CON: “BEWARE THE FALSE PROPHETS”   

 In your quest to build and expand your outdoor skills toolbox, be sure that you are listening to, and surrounding yourself by, the right people.  Information on social media ranges from the masterful, to the downright dangerous.  Seemingly, most everyone above 1000 subscribers is an “expert.”  This is far from the case. In reality, any tried and true expert that is not busy teaching in the backcountry, will be the first to openly resound the last great statement of Michelangelo—“ANCORA IMPARO”- I am still learning!  No one knows everything.  There is also no “only way” of doing things.  If we agree that true survival takes improvisation and adaption, than those that adhere strictly to the “one way” will most certainly perish first…(just go through their pockets and carry on)  Remember, it is all relative and all subjective.   Gather information and then test it yourself.  Does it work for you?  Great!  Put your faith in those that you can tell have really gone out there(not just the backyard), tried it, failed at it, and then go back out there again and again testing new ideas and new concepts constantly honing and improving their skills.  These are the people that can help you the most!  

3.  Finding Your Circle 

PRO: WELCOME HOME   

There may be no better feeling than being understood.  In a world that is growing more isolating by the second, finding a group of likeminded people can be an island of refuge all to itself.  Facebook and Group forums are an excellent resource for connecting with others that share and spur your passions.  Plus, connecting inside of a specific group, allows for a better sense of community and an easier more direct route of communication.  Most importantly of all, since everyone is more intimately connected, it should reduce the online trolls that mock those with real questions or new ideas.
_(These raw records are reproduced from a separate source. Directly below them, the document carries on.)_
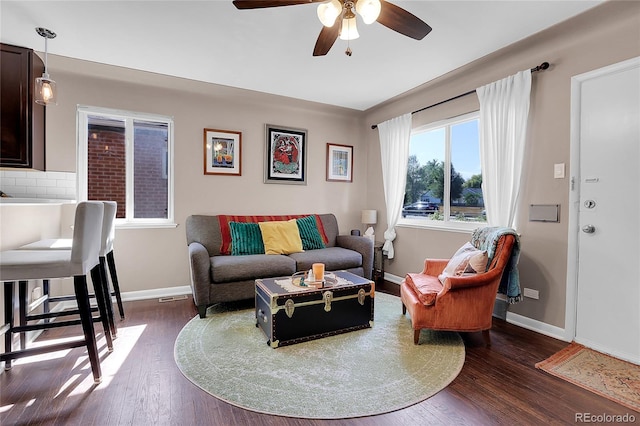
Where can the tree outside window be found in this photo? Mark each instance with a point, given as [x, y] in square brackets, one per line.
[446, 149]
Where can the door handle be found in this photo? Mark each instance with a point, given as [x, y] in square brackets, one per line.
[588, 229]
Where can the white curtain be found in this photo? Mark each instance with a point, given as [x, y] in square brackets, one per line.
[395, 135]
[504, 112]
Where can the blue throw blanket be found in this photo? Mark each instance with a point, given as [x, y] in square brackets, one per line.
[487, 239]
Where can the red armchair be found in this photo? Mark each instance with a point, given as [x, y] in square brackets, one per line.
[461, 303]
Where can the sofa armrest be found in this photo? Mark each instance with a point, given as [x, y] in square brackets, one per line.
[362, 245]
[200, 270]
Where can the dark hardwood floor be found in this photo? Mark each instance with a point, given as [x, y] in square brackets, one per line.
[142, 385]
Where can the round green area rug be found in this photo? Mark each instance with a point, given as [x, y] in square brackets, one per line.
[360, 373]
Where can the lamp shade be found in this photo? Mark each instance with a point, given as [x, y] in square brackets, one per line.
[45, 90]
[369, 217]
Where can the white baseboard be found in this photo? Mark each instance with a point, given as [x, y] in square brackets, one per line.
[155, 293]
[393, 278]
[515, 319]
[537, 326]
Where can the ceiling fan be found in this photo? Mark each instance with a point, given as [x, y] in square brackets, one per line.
[339, 18]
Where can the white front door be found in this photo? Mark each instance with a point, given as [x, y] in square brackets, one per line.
[606, 205]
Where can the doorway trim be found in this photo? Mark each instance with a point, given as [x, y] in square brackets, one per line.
[571, 309]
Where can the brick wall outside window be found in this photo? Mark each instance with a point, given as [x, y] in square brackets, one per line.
[106, 166]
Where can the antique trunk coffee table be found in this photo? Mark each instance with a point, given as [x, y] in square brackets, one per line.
[289, 313]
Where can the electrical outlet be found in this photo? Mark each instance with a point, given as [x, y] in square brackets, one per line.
[531, 293]
[36, 293]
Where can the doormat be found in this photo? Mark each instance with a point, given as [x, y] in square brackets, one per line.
[602, 374]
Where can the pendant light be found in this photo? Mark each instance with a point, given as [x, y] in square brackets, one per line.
[45, 87]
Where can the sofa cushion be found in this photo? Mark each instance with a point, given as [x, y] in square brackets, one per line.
[281, 237]
[467, 260]
[225, 233]
[240, 268]
[334, 259]
[309, 234]
[426, 287]
[246, 238]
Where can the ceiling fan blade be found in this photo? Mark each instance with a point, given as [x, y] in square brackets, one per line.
[327, 37]
[261, 4]
[399, 20]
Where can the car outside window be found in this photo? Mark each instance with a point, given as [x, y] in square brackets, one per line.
[444, 176]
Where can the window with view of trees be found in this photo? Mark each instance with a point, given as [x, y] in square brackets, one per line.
[446, 149]
[124, 157]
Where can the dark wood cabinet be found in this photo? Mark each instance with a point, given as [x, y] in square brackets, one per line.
[22, 121]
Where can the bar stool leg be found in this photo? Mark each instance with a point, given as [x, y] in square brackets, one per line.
[23, 301]
[107, 296]
[8, 319]
[114, 279]
[98, 289]
[82, 297]
[45, 305]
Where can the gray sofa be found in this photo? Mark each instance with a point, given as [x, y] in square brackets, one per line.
[216, 277]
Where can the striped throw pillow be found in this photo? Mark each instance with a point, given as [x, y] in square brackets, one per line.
[309, 234]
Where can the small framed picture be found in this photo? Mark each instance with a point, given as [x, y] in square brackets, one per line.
[222, 152]
[339, 163]
[285, 155]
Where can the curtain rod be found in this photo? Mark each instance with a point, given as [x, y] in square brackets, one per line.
[541, 67]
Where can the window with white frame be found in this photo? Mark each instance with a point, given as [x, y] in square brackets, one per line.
[444, 176]
[127, 157]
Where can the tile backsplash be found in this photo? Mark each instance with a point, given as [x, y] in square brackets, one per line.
[36, 184]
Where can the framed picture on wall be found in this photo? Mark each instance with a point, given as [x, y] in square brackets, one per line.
[285, 155]
[339, 163]
[222, 152]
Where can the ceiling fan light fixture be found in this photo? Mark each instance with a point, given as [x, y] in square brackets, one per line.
[328, 12]
[369, 10]
[349, 30]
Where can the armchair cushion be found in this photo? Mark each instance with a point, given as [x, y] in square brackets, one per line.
[467, 260]
[426, 287]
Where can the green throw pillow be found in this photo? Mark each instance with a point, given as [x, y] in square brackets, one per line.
[309, 234]
[246, 238]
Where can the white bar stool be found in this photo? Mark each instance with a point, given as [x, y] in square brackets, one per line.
[82, 259]
[106, 260]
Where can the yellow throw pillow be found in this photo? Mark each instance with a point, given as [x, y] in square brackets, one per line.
[281, 237]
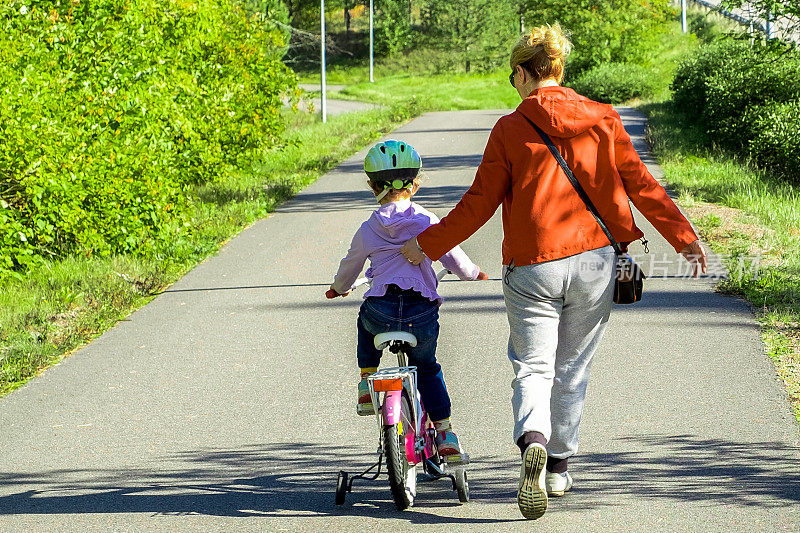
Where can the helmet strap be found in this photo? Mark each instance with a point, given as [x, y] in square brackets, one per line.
[383, 194]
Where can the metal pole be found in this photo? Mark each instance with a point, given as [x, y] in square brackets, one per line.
[322, 61]
[769, 26]
[683, 17]
[371, 79]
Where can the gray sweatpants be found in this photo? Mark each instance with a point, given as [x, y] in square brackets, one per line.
[557, 312]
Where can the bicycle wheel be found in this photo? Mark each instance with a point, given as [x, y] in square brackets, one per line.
[402, 476]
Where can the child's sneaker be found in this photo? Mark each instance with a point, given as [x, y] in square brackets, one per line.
[364, 406]
[447, 443]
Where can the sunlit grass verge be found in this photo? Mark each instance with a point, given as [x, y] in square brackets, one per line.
[748, 216]
[66, 303]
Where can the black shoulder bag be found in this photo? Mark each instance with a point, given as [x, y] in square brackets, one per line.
[629, 280]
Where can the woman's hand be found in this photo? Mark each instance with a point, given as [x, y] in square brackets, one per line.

Therefore, the group dynamic can truly help educate and clarify any issue that you may have.  It provides a likeminded sanctuary and hopefully a well spring of people to turn to for solid information. 

CON: BEWARE THE MAN OF ONE BOOK 

The old adage, “beware the man of one book” is the only downside of these closed off forums and group platforms.  People can become so entrenched in the major group belief that any new information is automatically beat down and put asunder before it has a chance to enlighten. For growth to occur, new stimulus must be added.  Make sure that you do not get consumed by the groupthink mantra and are always open for other ways of thinking.    

No other time in history has information been so accessible.  With a few select keywords and a simple click of the mouse, you can be brought immediately to doorstep of Australian Bush Camping or into the mountains of Japanese Tenkara.  With this access comes the eye opening appeal of new gear, new skills, and new people to learn from.  However, to everything there is a turn.  With the rapid and almost overwhelming flow of information and opinions, the door swings wide open to welcome false feelings of “need” and the despair and ugliness of people caused by ignorance and jealousy.  So too does our natural inclination to live vicariously through those we idolize, leave us vulnerable to the deception and powerful enchantments of greed.  Just be careful out there my internet my friends.  For that beautiful open water of the web is teaming with sharks.